Every year, we release the Travel and Tourism Competitiveness Report, which ranks countries based on a range of policies in place to enable the sustainable development of the sector. The report looks at factors such as how easy it is to do business in a country, specific travel and tourism policies, infrastructure, and natural and cultural resources.
So which are the most competitive countries in South-East Asia? And more importantly, what do they all have in common?
The majority of nations in the region rely on rich natural resources and good prices to appeal to tourists. They also tend to be internationally open, through their visa policies. Governments in the region realize the strategic role tourism plays in creating jobs and support the sector proactively. Still, a large infrastructure (air, road, tourism service infrastructure) and ICT readiness gap remains between the most advanced in the sub-region, especially Singapore and to a lesser extent Malaysia and Thailand versus the rest. At the same time, a handful of countries in the area continue to have declining security perceptions resulting from political developments in recent years, leaving tourists with a sense of unpredictability.
While the best-performing countries have many features in common, they each have their own specificities that set them apart.
Looking at the results, you’ll see that Singapore leads the way, ranking 13th globally. It excels in 8 of the 14 pillars thanks to its strong business environment (2nd), safe and secure environment (6th), capable human resources (5th) and world-class air transport infrastructure (6th). Singapore is also the most open economy in the world, which is supported by extremely strong travel and tourism policies (2nd).
To continue enhancing its competitiveness, Singapore, should focus on enhancing its limited digital marketing and online presence to increase interest in digital demand on both natural and cultural resources associated with Singapore.
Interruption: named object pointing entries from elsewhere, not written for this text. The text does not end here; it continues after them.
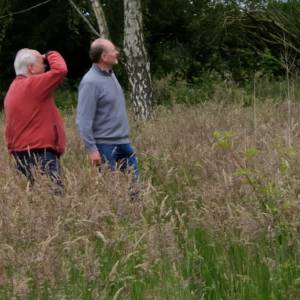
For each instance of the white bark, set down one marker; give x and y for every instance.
(136, 59)
(100, 17)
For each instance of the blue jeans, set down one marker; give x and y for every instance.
(45, 159)
(121, 155)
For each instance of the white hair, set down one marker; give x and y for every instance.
(24, 57)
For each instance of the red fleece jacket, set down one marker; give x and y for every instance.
(31, 116)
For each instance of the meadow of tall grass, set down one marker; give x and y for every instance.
(219, 216)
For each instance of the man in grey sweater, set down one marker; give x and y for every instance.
(101, 112)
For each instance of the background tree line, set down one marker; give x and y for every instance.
(185, 39)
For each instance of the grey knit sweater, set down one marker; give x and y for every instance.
(101, 111)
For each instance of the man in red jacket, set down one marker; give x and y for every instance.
(34, 129)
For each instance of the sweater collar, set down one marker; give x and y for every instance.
(103, 72)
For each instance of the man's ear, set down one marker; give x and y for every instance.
(30, 68)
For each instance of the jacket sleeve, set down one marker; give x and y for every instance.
(45, 83)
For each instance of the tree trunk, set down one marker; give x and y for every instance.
(100, 17)
(136, 59)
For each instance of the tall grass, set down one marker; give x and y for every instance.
(219, 216)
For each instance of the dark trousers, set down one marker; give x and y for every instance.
(45, 161)
(122, 155)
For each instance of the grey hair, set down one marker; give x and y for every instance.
(24, 57)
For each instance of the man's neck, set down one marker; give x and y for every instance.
(104, 67)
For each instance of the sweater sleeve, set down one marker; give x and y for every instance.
(86, 110)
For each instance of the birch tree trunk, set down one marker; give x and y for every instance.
(136, 59)
(100, 17)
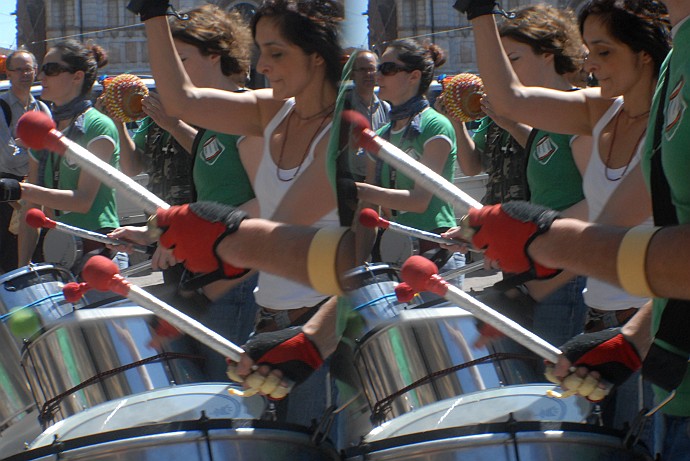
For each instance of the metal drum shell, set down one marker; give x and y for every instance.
(512, 441)
(199, 440)
(421, 342)
(94, 341)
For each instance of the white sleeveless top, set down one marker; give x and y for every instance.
(272, 291)
(598, 189)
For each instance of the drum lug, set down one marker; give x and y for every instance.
(322, 429)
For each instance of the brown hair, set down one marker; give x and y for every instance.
(547, 29)
(87, 58)
(215, 31)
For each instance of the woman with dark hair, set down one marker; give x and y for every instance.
(404, 74)
(65, 192)
(301, 56)
(214, 46)
(627, 43)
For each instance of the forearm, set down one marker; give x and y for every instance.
(172, 82)
(26, 239)
(638, 330)
(397, 199)
(280, 249)
(57, 199)
(130, 157)
(183, 134)
(592, 250)
(469, 157)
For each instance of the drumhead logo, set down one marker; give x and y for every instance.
(545, 149)
(211, 150)
(675, 110)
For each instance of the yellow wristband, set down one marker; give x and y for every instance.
(321, 260)
(632, 256)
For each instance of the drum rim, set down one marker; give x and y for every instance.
(509, 427)
(203, 424)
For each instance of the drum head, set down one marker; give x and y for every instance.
(179, 403)
(522, 403)
(62, 249)
(396, 248)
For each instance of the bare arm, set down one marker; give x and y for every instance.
(571, 112)
(592, 250)
(227, 112)
(79, 200)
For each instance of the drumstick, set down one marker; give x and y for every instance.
(421, 275)
(37, 219)
(421, 174)
(37, 130)
(370, 218)
(102, 274)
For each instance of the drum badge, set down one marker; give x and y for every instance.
(211, 150)
(675, 110)
(545, 150)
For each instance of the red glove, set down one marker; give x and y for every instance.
(288, 350)
(506, 231)
(607, 352)
(194, 231)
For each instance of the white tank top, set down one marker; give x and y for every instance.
(598, 189)
(272, 291)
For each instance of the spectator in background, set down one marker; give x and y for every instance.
(14, 159)
(364, 100)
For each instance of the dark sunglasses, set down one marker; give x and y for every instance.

Malaysia took the second regional spot, ranking 26th globally. While it dropped one position in the rankings, Malaysia effectively improved its performance in absolute terms, rising from 4.41 in 2015 to 4.50 in the current edition of the report. The country continues to be an attractive destination thanks to its price competitiveness, its strong air connectivity and its beautiful natural resources. Malaysia has made big improvements in its ICT readiness (up 15 positions), its tourism service infrastructure (up 22 positions) and in opening up to the world (up 11 positions).
To further enhance its competitiveness, the government could further prioritize the travel and tourism industry (55th) and invest in the development of its cultural resources and business travel, while addressing environmental sustainability (123rd) and preserving its beautiful natural environment.
Vietnam made significant progress, rising eight places in the global rankings to reach 67th position. The country, which is already endowed with exceptional natural and cultural resources, has significantly benefited from improvements to its human resources and labour market. Vietnam has also made exceptional improvement to its ICT capacity and usage (up 17 positions).
Still, Vietnam could better seize the momentum by focusing more on its environmental sustainability policies. The lax regulations, high levels of emissions, deforestation and limited water treatment are depleting the environment and should be addressed, perhaps at a multilateral level, to build the foundation for a more sustainable development of the region.